Universal Relations for the Increase in the Mass and Radius of a Rotating Neutron Star

Abstract

Abstract Rotation causes an increase in a neutron star’s mass and equatorial radius. The mass and radius depend sensitively on the unknown equation of state (EOS) of cold, dense matter. However, the increases in mass and radius due to rotation are almost independent of the EOS. The EOS independence leads to the idea of neutron star universality. In this paper, we compute sequences of rotating neutron stars with constant central density. We use a collection of randomly generated EOSs to construct simple correction factors to the mass and radius computed from the equations of hydrostatic equilibrium for nonrotating neutron stars. The correction factors depend only on the nonrotating star’s mass and radius and are almost independent of the EOS. This makes it computationally inexpensive to include observations of rotating neutron stars in EOS inference codes.
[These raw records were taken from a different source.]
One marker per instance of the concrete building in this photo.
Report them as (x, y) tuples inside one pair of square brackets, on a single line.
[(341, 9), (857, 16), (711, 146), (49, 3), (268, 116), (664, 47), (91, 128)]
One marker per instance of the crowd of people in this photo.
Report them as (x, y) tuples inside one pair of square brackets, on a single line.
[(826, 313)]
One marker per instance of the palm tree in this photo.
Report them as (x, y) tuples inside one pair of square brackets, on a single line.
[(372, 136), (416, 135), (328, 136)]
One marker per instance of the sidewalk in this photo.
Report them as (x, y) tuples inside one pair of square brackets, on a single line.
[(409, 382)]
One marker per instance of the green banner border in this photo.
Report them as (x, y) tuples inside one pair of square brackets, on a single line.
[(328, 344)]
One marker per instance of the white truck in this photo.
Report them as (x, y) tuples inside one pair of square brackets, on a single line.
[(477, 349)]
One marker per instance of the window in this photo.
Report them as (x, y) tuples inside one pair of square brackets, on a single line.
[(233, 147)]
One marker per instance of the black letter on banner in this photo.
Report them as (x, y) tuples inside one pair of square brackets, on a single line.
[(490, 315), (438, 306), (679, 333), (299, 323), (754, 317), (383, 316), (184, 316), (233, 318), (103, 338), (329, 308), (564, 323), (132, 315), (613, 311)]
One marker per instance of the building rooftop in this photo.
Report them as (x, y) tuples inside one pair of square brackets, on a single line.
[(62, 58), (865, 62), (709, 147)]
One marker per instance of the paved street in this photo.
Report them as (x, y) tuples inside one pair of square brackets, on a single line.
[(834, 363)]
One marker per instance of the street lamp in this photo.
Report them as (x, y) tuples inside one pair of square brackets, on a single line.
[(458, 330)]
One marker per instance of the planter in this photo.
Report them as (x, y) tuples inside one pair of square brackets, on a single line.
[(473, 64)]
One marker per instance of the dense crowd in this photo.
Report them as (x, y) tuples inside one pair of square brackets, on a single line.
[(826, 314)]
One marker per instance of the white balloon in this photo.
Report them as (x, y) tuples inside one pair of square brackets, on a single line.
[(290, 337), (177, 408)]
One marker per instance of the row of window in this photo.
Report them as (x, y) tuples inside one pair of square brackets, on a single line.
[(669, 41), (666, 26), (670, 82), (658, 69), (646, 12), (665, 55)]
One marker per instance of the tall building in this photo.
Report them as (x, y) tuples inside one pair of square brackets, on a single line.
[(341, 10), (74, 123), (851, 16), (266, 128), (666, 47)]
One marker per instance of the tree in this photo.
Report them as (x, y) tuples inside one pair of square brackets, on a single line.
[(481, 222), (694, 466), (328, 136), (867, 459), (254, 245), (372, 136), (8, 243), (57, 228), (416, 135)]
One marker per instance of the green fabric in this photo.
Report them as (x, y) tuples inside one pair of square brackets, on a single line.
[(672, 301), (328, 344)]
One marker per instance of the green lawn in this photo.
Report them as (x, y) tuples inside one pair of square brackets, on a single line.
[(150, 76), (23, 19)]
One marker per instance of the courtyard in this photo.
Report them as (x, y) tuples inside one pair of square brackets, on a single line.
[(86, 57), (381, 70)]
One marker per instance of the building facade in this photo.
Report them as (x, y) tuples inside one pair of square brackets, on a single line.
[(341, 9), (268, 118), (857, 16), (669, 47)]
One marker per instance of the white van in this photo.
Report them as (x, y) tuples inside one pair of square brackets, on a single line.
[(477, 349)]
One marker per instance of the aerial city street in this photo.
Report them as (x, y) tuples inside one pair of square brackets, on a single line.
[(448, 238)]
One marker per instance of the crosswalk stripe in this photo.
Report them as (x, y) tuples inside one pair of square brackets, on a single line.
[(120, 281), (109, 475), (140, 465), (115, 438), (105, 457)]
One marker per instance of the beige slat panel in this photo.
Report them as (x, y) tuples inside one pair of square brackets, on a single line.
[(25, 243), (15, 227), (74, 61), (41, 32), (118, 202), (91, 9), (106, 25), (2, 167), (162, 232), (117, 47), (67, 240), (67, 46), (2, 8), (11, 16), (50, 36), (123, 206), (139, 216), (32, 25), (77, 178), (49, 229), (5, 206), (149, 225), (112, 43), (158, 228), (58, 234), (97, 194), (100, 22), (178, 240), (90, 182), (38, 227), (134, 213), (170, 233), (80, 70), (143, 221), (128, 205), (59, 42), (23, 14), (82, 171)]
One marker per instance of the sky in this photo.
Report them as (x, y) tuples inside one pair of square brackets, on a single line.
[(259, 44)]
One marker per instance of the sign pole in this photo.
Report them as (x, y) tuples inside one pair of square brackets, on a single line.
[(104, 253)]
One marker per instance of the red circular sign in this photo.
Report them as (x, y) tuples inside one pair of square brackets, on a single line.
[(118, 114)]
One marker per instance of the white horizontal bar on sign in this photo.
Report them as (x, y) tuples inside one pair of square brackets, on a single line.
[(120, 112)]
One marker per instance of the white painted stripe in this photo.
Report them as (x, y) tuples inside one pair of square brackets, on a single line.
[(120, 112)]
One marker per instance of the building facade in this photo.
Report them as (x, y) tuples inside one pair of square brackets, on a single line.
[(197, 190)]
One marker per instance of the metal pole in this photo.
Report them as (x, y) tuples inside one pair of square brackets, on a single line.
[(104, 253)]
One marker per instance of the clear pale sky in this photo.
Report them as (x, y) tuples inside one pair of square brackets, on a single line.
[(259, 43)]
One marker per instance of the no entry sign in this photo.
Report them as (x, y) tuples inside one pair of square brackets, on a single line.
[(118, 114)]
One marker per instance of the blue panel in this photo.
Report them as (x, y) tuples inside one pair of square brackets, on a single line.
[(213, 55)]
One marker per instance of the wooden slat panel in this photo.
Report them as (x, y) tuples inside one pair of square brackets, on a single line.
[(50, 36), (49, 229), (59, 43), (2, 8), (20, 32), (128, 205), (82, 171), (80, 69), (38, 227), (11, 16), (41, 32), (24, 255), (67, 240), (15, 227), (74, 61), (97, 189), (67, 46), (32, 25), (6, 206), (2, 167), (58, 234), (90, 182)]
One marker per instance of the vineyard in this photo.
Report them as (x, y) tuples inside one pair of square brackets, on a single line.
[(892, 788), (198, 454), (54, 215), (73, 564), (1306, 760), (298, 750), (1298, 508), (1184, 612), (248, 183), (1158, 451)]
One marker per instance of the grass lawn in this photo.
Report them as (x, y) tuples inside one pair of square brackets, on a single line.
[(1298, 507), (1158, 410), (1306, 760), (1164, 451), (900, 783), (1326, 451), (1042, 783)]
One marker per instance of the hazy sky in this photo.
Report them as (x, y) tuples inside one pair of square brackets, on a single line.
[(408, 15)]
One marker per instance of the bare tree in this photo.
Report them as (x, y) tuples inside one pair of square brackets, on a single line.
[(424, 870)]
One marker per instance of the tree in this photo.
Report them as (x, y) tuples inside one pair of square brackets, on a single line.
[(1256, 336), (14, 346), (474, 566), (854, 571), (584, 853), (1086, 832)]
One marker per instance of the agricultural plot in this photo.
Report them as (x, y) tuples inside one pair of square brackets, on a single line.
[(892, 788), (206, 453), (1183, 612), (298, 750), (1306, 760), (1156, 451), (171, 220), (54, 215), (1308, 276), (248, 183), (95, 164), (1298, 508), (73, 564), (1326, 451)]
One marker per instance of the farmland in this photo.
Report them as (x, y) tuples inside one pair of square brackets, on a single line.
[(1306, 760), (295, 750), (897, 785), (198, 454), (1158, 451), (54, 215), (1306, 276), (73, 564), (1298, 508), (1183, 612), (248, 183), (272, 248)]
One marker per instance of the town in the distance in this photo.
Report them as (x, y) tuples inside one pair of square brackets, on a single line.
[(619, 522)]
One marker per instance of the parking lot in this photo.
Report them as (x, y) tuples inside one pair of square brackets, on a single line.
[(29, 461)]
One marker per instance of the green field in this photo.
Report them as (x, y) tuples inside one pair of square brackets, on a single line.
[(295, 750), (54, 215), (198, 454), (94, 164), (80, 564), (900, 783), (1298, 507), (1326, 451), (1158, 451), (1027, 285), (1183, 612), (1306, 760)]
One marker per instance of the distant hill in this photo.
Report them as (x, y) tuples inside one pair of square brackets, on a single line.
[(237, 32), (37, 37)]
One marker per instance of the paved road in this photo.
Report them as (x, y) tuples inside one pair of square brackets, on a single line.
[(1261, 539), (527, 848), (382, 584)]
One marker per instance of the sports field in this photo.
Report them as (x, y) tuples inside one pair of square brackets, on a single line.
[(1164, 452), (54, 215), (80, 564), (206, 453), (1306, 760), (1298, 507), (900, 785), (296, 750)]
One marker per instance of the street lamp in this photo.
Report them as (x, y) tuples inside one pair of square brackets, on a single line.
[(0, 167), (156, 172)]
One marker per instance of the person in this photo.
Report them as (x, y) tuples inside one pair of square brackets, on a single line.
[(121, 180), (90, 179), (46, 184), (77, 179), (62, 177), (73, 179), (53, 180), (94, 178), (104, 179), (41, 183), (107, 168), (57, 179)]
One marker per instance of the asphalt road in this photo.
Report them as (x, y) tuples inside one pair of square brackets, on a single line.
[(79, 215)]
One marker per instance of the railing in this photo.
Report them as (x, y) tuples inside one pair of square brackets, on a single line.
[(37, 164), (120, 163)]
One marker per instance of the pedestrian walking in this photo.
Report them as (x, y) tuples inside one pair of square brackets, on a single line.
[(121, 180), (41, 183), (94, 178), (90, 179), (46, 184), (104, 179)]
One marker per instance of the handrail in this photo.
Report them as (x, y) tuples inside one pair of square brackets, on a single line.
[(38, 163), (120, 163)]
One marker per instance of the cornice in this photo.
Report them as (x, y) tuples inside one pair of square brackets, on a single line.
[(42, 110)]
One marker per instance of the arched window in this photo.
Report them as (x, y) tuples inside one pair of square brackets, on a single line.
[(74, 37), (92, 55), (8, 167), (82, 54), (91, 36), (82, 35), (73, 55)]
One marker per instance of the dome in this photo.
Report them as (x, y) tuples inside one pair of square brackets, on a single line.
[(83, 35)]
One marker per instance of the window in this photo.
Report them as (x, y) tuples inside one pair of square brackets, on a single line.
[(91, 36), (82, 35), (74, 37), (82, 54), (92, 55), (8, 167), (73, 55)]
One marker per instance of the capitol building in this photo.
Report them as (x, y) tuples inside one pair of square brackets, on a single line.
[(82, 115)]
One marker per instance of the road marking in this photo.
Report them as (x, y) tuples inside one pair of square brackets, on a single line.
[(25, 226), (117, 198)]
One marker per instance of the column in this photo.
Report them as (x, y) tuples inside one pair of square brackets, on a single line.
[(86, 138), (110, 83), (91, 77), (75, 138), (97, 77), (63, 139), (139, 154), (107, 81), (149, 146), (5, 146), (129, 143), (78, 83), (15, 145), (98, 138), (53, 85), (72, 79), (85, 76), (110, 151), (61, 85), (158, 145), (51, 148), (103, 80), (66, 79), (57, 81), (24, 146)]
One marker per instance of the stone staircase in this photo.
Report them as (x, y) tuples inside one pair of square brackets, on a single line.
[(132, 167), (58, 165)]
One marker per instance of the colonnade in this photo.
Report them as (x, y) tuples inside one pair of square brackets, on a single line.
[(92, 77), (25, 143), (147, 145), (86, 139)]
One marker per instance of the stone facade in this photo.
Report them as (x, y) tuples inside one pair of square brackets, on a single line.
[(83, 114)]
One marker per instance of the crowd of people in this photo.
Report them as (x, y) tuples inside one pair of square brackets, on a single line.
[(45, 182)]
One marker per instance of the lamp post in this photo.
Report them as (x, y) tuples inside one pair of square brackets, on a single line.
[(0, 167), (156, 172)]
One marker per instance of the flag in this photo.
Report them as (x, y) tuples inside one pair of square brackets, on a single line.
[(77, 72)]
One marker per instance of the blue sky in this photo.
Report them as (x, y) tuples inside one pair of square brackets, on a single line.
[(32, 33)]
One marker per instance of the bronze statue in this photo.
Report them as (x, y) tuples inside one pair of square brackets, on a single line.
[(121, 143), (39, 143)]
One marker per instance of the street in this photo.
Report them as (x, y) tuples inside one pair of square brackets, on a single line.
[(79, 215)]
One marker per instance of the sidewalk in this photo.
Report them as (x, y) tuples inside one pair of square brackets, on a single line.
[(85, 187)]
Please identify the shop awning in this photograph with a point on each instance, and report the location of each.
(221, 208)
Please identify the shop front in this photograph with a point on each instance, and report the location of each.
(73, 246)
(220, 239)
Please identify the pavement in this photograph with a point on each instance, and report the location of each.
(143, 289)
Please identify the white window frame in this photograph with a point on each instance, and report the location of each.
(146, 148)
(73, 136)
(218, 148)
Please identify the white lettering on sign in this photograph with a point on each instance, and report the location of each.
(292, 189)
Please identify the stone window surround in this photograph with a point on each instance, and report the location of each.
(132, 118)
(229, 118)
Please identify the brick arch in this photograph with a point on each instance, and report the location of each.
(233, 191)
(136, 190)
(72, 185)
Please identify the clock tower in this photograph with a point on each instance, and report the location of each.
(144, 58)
We also construct a mapping from the measured mass and radius of a rotating neutron star to a corresponding nonrotating star. The mapping makes it possible to construct a zero-spin mass–radius curve if the masses and radii of many neutron stars with different spins are measured. We show that the changes in polar and equatorial radii are symmetric, in that the polar radius shrinks at the same rate in which the equatorial radius grows. This symmetry is related to the observation that the equatorial compactness (the ratio of mass to radius) is almost constant on one of the constant-density sequences.